Roughhousing becomes a part of our daily routine. Not only do we deeply connect through body slams and bee stings in the ring, but my son begins to respond to my desires for civilized behavior. Where once we dug in, prepared for battle, we now share a lightness, playfulness, some humor. Moments of contention become moments of connection. Instead of meeting his love of butts with resistance, I offer my best fart (and say “excuse me). Closed-mouth chewing and inside voices sound like reasonable requests from a lady who knows how to rumble. I begin to honor and respect his otherworldly energy which, ironically, calms him. My boy and are on the same team again! We are speaking a language of our own.

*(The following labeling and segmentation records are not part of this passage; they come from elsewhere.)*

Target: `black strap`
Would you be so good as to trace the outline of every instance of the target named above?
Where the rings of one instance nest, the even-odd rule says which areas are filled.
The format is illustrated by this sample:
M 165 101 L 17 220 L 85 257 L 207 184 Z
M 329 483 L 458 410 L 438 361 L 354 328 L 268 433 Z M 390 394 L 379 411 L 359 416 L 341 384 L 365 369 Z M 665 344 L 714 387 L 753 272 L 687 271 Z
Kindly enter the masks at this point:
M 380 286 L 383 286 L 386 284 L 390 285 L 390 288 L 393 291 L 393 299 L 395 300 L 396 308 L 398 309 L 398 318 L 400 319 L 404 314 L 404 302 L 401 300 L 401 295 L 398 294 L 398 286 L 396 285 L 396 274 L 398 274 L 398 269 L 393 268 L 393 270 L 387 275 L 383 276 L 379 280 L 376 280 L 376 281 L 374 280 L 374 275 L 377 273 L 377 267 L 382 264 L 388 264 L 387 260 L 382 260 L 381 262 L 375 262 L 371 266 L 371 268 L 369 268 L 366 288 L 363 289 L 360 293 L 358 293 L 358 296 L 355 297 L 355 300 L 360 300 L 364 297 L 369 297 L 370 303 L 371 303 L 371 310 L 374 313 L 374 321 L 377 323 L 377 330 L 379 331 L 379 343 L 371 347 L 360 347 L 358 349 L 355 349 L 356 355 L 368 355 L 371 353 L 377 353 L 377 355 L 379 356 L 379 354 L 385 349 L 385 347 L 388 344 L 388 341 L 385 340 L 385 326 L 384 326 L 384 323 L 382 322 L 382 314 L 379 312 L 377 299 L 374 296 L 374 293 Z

Our primal connection morphed from head sniffing and snuggling to roughhousing and potty talk. What’s next? I am learning every step of the way. Parenting is the most frightening and rewarding effort I’ve ever put forth. A work of heart. An unknown abyss of intimacy. And I hope/fear the learning will never end. My son has shown me some anchors I will cling to: Be present for him, honor him, listen to him, laugh with him, choose connection over correction. It makes the rest of it a lot easier.
But for now, when my boy shouts, “Mommy, I’m going to sure toot on your face and your butt and your nose and I’m going to shove a meatball up your nose”, I lean in, stick my nose in his soft blonde hair, smell his perfect head, and say, “I love you too.”